Have you read this rather long novel by David Wroblewski? What did you think? I had heard it was amazing, so when I saw it at a local thrift shop I was excited. I took it along on my recent journey to the Santa Fe Science Writers Workshop. I was sorely disappointed. I left it there for my friend to take to a thrift shop. I couldn’t even recommend that she read it. I am not sure why I finished it, to be honest, except that I usually do struggle through to the end. The barn burning, where the main character, Edgar, dies, is awful. But I disliked the book for a number of reasons beyond the ending.

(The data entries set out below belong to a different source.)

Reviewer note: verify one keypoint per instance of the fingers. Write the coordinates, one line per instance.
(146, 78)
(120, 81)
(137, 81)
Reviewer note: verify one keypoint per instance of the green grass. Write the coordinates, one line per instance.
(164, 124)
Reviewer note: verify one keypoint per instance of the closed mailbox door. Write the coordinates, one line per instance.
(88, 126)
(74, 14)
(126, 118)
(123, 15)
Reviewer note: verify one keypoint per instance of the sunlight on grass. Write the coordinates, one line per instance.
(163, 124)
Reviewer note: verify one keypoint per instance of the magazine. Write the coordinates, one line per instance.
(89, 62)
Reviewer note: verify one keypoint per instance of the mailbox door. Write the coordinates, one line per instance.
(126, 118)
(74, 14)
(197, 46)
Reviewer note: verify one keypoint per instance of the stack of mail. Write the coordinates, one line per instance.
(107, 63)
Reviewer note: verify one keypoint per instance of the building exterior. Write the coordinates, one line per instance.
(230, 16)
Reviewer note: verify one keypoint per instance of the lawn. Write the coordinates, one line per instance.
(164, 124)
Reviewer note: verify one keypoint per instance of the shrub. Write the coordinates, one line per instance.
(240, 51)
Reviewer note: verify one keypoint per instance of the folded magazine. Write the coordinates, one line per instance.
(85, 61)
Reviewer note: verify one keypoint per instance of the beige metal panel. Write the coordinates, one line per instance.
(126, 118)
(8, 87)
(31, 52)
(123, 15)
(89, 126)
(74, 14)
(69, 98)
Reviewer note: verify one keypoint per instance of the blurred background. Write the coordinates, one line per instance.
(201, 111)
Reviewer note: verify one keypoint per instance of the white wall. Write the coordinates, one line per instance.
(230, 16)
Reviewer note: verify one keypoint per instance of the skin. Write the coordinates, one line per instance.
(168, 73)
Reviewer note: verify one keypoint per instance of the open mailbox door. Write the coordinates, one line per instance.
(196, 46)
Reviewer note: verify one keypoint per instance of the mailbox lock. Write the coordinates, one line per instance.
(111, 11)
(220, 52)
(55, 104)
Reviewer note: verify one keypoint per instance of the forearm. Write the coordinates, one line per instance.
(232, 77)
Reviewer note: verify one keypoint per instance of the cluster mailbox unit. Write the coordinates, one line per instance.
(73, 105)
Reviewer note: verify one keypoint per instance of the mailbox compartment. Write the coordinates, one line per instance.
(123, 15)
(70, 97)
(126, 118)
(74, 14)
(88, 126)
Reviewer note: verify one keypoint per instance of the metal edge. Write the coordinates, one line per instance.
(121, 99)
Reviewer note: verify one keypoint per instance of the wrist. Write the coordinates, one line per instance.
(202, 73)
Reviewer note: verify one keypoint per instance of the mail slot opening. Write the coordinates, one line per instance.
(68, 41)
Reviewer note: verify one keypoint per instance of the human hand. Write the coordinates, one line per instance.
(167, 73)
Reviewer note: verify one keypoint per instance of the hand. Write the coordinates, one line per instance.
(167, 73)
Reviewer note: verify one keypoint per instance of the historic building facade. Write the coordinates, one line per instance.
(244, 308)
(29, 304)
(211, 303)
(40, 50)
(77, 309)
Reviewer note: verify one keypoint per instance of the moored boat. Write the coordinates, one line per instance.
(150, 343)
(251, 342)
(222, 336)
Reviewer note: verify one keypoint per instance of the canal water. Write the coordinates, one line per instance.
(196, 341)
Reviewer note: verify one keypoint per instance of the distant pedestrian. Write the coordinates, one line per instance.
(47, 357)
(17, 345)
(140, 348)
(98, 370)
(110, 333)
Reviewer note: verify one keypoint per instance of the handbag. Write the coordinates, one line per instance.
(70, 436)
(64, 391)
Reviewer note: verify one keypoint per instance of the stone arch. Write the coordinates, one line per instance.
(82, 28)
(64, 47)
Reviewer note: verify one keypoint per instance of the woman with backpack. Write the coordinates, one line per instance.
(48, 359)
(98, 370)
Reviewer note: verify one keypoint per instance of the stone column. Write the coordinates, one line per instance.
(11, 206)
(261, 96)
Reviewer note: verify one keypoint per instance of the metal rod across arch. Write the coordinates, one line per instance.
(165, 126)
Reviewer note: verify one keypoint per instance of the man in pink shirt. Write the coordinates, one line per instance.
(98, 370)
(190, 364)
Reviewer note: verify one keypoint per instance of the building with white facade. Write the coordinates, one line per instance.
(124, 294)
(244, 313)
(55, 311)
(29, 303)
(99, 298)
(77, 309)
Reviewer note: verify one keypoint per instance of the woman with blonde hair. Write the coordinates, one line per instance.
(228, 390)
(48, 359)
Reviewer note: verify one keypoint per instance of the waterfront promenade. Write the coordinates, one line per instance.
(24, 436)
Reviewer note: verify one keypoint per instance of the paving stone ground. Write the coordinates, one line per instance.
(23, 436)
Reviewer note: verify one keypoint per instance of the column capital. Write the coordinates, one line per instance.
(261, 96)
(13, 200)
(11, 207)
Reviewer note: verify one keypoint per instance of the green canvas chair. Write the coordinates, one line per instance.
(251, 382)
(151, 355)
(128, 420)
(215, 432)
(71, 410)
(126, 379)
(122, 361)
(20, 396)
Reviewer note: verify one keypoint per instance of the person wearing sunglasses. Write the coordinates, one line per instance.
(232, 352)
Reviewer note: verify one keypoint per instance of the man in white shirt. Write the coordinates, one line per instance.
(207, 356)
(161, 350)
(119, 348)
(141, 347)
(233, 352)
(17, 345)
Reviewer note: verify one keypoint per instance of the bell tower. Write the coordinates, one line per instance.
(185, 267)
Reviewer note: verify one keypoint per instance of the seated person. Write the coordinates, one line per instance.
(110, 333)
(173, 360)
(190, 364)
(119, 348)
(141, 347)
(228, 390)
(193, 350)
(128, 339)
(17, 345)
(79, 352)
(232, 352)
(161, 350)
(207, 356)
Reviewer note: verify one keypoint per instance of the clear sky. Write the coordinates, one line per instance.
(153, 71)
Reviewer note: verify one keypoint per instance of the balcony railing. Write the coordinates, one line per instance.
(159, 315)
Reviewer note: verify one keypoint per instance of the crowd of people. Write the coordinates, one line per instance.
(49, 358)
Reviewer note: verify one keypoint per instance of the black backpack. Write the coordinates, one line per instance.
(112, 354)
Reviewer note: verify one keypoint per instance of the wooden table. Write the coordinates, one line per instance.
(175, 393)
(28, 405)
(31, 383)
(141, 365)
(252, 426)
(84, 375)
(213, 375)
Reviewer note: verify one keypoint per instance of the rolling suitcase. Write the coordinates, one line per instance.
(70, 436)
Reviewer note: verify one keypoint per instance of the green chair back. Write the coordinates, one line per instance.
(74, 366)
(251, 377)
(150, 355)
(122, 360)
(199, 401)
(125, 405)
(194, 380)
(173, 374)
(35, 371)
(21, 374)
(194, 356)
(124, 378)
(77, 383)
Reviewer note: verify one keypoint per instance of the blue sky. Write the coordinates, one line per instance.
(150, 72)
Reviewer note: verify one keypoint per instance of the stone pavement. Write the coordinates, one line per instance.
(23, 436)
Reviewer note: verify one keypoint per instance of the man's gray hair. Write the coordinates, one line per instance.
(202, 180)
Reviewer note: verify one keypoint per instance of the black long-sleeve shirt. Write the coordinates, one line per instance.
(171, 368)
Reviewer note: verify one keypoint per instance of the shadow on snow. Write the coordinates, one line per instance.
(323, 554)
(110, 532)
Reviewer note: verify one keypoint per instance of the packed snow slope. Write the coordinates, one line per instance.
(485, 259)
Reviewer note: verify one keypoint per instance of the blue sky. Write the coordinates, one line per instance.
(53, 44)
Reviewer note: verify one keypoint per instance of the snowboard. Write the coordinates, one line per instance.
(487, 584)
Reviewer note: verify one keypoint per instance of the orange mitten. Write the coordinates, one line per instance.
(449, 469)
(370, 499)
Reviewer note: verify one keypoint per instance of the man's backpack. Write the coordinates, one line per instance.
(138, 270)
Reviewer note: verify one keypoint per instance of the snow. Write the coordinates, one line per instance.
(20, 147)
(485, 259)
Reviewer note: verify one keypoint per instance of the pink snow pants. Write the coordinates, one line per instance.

To be fair, the prose is lovely at times. There are sections where the author digs deep into the psyches of the characters, especially Edgar and his mother, Trudy,which are brilliant. That may be why it received adulation from Stephen King and an Oprah endorsement. The novel has a leisurely pace, almost the whole way through, with only a few exciting moments where the pace is rapid-fire. A lot of time is spent at the beginning explaining Edgar’s muteness and how he learns to sign (and – really – the muteness hardly plays any role, he could have been a talking kid for all that it mattered). A lot of time is spent explaining the dogs, and how they are trained, as if a few details would not have been enough to help us get the idea. There is the big deal made about all of the meticulous breeding records for the dogs.
After his father dies and does the ghost bit to tell Edgar he was murdered (okay, why would the poison cause a burst aneurism? – this is so stupid), there are all of the letters between his grandfather and another trainer, and then Edgar still doesn’t understand. He talks to a shopkeeper who gives him a clue which he still can’t figure out….And all along I’m thinking that when Edgar finds the poison how on earth will he a) prove it killed his dad and b) that Claude was the one who used it? Edgar is supposed to be smart. He ought to realize that people might think he killed his dad if he finds the poison, especially since he did actually kill the old vet.
The villainous uncle’s role is weird. At times, he seems too sweet to have killed his brother. He loves animals, and they love him. He is gentle and sweet to Trudy and even pretty nice to Edgar. And why does Trudy, who had previously shared everything with Edgar after his father’s death, not warn him that they plan to sell part of the farm and breeding stock? Wroblewski tries to motivate this through Edgar’s resistance to his uncle, but it didn’t work for me.
The dogs are a wonderful detail, but was this a book about dogs or about Edgar? I really wonder, just as I wonder why Edgar had to spend an entire summer with Henry, in a kind of la-la-land that has no connection to the rest of the novel (and was boring). Was this a coming of age journey, which seemed to be for a while, or was it a murder mystery, a la Hamlet? The book wandered here and there and should have been cut by a good editor to half its length.
Despite all of the delving into psyches, Edgar doesn’t seem to grow up and learn anything, other than survival, and what is special about these dogs. But he doesn’t mature in any real way. His mother doesn’t grow or learn anything. She doesn’t prowl the roads trying to find her son when he runs away, as most mothers would. We don’t see much motivation for the evil uncle to kill the father and take over the farm (it isn’t a kingdom and it isn’t even clear he wants it or can make money from it).
In the end, I only liked two characters in the novel: the faithful dog, Almadine; and Henry, who takes care of Edgar and his dogs. And I wish that I had put this novel down halfway through instead of finishing the whole thing. This could have been a lovely book about a boy who couldn’t speak and had issues because of his muteness (say kids making fun of him) and bonded well with the dogs, or it could have been an adventure story about a boy who ran away with his very special dogs and took care of them and learned a lot and came home a different person, or it could have been a short take on Hamlet, or – well there were so many interesting ideas tossed around yet not fully fleshed out. I can buy into the ghost and the other magic, but I want a better story to go with it. There was so much here to turn into a truly great sage, and yet it fell flat.
That’s just my opinion, of course. Go to Amazon or Goodreads and look at the reviews. And tell me what you thought.